Mediaoposisi.com- Kiyai-kiyai PBNU mengunggah ancaman, jika dalam waktu 2 hari Jokowi tidak mengusung Cak Imin sebagai cawapres, PBNU akan hengkang dan buka poros baru. Airlangga Golkar juga sedang kasak kusuk penjajakan poros koalisi, mengenai hal ini PDIP tidak khawatir.

Ini tantangan besar bagi Jokowi sebelum berlaga di Pilpres 2019. Boleh jadi, partai pengusung Jokowi satu persatu hengkang karena merasa tidak mendapat kompensasi politik yang berimbang. Jokowi sendiri, kuat dugaan mengambil cawapres dari unsur non partai agar dianggap netral.

Pilihan mengambil cawapres dari kalangan non partai, tentu akan membuat partai mitra meradang. Sebab, posisi partai sangat berpengaruh menjaga elektabilitas Jokowi, apalagi ditengah merosotnya kepercayaan publik dan mewabahnya gerakan anti Jokowi. Tentu partai tak ingin hanya jadi alat kerja bhakti, sementara kue legit politik justru dinikmati oleh orang non partai.

Ancaman PBNU memiliki tenggang waktu yang memungkinkan bagi PKB untuk membuat koslisi baru, atau jika tidak juga memberi tenggang waktu untuk keluar dari koalisi Jokowi sekaligus membuktikan satu argumen bahwa Jokowi tanpa suara umat Islam bukanlah apa-apa. PBNU dan PKB diantara partai yg lain adalah organ dan partai yang paling memiliki saham politik Islam.

PDIP merasa aman, karena batas ambang pencapresan dengan suara yang dikantongi PDIP sudah cukup ditambah beberapa mitra koalisi tambahan. Nasdem dan Hanura, dua partai ini tidak punya pilihan lain selain mengambil opsi mengabdi pada Jokowi. Karenanya PDIP tidak mau ambil pusing atas manuver PKB dan Golkar.

Bagi Golkar, jika Airlangga tidak dilirik sebagai cawapres Jokowi ini adalah penghinaan bagi Golkar. Suara Golkar memiliki jumlah di urutan kedua setelah PDIP. Idealnya, jika capresnya Jokowi dari PDIP maka sah jika cawapresnya dari Golkar diurutan yang kedua.

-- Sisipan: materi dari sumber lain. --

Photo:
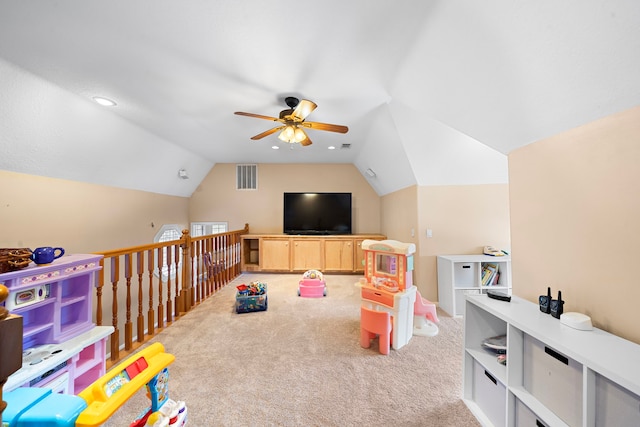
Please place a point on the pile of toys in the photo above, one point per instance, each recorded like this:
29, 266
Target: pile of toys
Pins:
251, 297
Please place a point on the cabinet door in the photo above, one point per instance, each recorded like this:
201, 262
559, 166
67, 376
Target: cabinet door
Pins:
275, 254
306, 254
338, 255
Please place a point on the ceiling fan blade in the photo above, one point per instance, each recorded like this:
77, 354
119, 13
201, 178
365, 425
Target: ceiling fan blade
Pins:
303, 109
267, 133
306, 141
258, 116
325, 126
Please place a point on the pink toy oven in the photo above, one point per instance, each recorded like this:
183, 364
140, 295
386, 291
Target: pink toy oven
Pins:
312, 288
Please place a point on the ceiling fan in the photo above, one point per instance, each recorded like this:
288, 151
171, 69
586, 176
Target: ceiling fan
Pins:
293, 122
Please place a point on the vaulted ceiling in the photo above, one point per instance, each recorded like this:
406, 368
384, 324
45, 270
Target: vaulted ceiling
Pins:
433, 92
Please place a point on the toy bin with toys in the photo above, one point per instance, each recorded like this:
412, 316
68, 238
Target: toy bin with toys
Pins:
251, 297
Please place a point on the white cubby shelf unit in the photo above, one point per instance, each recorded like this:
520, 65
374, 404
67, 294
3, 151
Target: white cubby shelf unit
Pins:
555, 375
461, 275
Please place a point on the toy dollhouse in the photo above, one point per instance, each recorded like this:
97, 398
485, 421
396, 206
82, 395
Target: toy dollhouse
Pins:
388, 284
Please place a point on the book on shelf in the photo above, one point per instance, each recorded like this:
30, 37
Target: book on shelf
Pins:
489, 274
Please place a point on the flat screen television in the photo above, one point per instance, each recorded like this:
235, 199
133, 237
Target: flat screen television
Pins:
317, 213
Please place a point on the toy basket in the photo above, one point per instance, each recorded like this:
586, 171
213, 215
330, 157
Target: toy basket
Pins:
251, 298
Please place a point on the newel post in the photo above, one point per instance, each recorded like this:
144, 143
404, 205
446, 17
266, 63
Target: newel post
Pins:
185, 303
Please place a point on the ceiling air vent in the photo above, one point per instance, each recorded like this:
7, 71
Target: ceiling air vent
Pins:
246, 177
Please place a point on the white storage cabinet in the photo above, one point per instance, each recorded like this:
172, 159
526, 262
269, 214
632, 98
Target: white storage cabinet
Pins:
461, 275
555, 375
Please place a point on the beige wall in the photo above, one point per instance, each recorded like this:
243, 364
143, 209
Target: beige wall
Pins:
463, 219
575, 220
82, 218
217, 199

Bagi Golkar, pengesampingan nama Airlangga Hartanto, setelah Golkar bersibuk ria dengan iklan Gojo-nya, adalah penghinaan yang tidak bisa ditolerir. Golkar adalah partai berpengalaman, tentu Golkar paling paham apa arti pengkhianatan. Apalagi setelah Golkar melihat geliat suara rakyat yang emoh pada Jokowi.

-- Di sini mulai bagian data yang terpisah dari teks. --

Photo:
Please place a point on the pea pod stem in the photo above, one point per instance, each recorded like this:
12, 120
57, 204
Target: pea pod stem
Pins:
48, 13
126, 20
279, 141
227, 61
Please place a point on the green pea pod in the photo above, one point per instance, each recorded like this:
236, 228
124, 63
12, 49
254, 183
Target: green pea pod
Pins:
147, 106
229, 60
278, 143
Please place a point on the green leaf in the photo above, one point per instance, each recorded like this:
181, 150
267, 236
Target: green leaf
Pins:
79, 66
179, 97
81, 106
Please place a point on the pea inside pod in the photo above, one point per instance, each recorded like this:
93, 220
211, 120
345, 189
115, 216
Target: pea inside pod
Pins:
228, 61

Dalam dinamika yang sulit itu, Jokowi terpaksa mengambil pilihan cawapres yang tidak mungkin menyenangkan semua pihak. Jokowi ada akhirnya akan mengambil cawapres dari kalangan non partai agar dianggap netral.

Namun argumen ini tidak akan diterima partai. Kepada rakyat saja Jokowi terbiasa berdusta, apalagi kepada partai ?

Karenanya akan ada perlawanan sengit dari partai, untuk menunjukan kekuatan kepada Jokowi. Jika- salah satu partai- akhirnya dipilih kadernya sebagai cawapres, kondisi ini tidak akan meredam perlawanan dari partai lainnya.

Persoalan ini akan membawa Jokowi pada situasi terancam. Jika ormas seperti projo, bisa dikendalikan Jokowi tidak demikian dengan partai. Partai memiliki plat form politik dan visi misi organisasi. Berbeda dengan Projo yang ada karena Jokowi dan akan hilang seiring hilangnya Jokowi.

Ditengah dukungan partai yang berada diambang titik kritis, Jokowi justru memantik kemarahan publik dengan ujarannya yang menyerukan untuk berkelahi. Lisan pemimpin yang tidak mencerminkan seorang dengan Jiwa besar, membuat elektabilitas Jokowi makin tersungkur.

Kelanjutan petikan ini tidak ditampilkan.